Gracias a la Brigada para Leer en Libertad les presentamos un adelanto del libro Un dólar al día, del italiano Giovanni Porzio, que se presenta el Viernes 14 de octubre a las 18:00 hrs. en el Foro Bertolt Brecht de la Feria Internacional del Libro del Zócalo, con la presencia del autor y de Federico Mastrogiovanni.
Destinos cruzados
Tal vez los hayan visto en la televisión. De paso, por unos momentos, entre las declaraciones del primer ministro de turno y una noticia sobre la moda. Comentario hosco y material de archivo, no demasiado crudo ni demasiado de cerca, para no herir la sensibilidad de las familias.
Pero la tv es aséptica.
En los talk shows no llega el olor de la orina y del vómito, el olor del líquido fecal, la podredumbre de la tierra húmeda de las fosas.
No se escuchan los gemidos, las invocaciones, las lamentaciones ahogadas, el zumbido de las moscas, el hedor de la muerte. La sangre coagulada que se aferra a los zapatos.
En vivo, de los vivos, es otra cosa. El estómago se contrae y la saliva se reseca: su sabor es amargo. Te quedas en silencio, petrificado, inútil, impotente. Te rescatan las glándulas suprarrenales con una sobredosis de adrenalina: llegan descargas en oleadas, hormigueando en las venas.
He visto cientos de ellos. Muertos por hambre, guerras, enfermedades. Bebés, jóvenes, viejos. Niños palestinos y niños israelíes, iraquíes e iraníes, afganos y pakistaníes, indios, indonesios, nigerianos, somalíes, sudaneses, ruandeses, congoleses, colombianos, haitianos, libaneses, etíopes, eritreos, liberianos, sudafricanos, argelinos, libios, chechenos, serbios, albaneses… Una masacre. Una masacre sin fin.

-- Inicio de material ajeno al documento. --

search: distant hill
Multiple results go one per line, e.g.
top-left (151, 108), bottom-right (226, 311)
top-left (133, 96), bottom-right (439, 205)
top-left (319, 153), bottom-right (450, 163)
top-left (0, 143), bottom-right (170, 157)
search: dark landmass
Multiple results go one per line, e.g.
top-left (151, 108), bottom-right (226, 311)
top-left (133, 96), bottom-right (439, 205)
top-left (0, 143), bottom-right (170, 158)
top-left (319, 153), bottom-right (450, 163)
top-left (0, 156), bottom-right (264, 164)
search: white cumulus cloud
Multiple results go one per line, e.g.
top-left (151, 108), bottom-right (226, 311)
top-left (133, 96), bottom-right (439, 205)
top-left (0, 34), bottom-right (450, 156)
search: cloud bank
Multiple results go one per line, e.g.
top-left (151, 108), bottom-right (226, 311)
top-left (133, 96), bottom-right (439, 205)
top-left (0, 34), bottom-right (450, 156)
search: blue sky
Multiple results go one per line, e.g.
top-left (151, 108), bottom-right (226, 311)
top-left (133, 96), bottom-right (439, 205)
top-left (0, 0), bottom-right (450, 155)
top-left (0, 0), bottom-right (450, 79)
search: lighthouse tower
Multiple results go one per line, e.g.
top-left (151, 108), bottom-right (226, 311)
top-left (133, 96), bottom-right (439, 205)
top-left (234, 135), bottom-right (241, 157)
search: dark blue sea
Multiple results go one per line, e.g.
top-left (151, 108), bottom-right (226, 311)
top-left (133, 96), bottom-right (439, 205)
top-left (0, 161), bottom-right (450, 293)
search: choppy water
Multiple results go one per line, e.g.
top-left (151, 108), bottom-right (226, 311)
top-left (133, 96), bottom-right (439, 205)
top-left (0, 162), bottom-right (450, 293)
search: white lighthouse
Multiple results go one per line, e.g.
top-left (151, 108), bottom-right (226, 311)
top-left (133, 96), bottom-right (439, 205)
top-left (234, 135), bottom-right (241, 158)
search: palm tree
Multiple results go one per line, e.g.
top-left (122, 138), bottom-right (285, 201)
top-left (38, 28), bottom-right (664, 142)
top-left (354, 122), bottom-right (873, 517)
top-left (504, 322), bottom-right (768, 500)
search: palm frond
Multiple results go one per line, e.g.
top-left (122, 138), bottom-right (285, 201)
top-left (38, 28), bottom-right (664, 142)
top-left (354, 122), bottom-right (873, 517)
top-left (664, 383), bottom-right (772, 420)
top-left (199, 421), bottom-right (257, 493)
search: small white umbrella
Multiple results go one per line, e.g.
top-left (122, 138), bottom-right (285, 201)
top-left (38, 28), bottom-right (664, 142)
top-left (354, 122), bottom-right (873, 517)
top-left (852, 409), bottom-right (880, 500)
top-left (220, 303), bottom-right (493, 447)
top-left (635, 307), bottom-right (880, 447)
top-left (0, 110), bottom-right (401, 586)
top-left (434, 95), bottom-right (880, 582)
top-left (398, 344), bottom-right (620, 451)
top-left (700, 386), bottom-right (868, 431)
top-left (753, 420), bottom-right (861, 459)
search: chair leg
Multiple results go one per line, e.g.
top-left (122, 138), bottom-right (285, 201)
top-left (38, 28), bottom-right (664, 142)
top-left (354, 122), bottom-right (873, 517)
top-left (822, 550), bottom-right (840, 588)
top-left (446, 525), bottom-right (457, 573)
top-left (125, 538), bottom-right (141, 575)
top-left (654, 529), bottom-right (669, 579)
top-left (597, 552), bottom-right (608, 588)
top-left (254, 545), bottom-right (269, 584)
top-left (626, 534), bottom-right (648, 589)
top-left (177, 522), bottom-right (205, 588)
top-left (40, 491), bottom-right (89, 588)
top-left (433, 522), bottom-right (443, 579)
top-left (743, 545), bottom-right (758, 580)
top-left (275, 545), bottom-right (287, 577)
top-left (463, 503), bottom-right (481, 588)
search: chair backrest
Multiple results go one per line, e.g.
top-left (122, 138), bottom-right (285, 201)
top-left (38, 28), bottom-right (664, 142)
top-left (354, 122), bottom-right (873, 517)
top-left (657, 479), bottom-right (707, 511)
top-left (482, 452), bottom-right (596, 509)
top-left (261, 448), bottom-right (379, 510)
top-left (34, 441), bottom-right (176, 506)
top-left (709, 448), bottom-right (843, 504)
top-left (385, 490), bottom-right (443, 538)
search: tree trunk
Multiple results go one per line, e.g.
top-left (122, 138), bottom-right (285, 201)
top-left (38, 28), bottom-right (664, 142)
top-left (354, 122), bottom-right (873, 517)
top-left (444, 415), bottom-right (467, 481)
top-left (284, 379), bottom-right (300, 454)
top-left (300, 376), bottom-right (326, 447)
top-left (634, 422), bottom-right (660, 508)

¿Pero a quién le importa? No los mencionan ni siquiera los periódicos, cansados de noticias funestas. Y la gente prefiere no saber: reina la indiferencia.
Sin embargo deberíamos saber que en un mundo globalizado nuestros destinos se cruzan. Que las economías de Asia, Europa y las Américas son interdependientes. Que las variaciones del curso del euro, del petróleo y de las materias primas afectan a nuestro estilo de vida. Que los flujos migratorios causados por los conflictos, el hambre y el desarrollo desigual están transformando la sociedad en la que vivimos. Los indicadores macroeconómicos son alarmantes.
Los países pobres (2.4 billones de personas) son exportadores de sólo el 2.4 por ciento de los productos globales, mientras que el 0.13 por ciento de la población del planeta controla una cuarta parte de los recursos financieros mundiales. El veinte por ciento absorbe el 76 por ciento del consumo privado y produce el 75 por ciento del ingreso mundial. La brecha entre el norte y el sur del mundo sigue ampliándose, alimentada por el aumento de los costos de energía y del precio de los alimentos, por la crisis financiera internacional y el crecimiento desequilibrado de los sistemas de producción. El consumo de petróleo, materias primas y recursos naturales de un europeo o un estadounidense promedio es 32 veces mayor que el de un ciudadano de Kenia o de Bangladesh.
Un billón de personas no sabe leer y escribir. Mil quinientos millones de habitantes de la Tierra, según el cálculo del Banco Mundial, vive con un dólar al día.
Más de tres billones —casi la mitad de la humanidad— con menos de 2.5 dólares.
Pero las estadísticas no dicen nada. O al menos no lo suficiente.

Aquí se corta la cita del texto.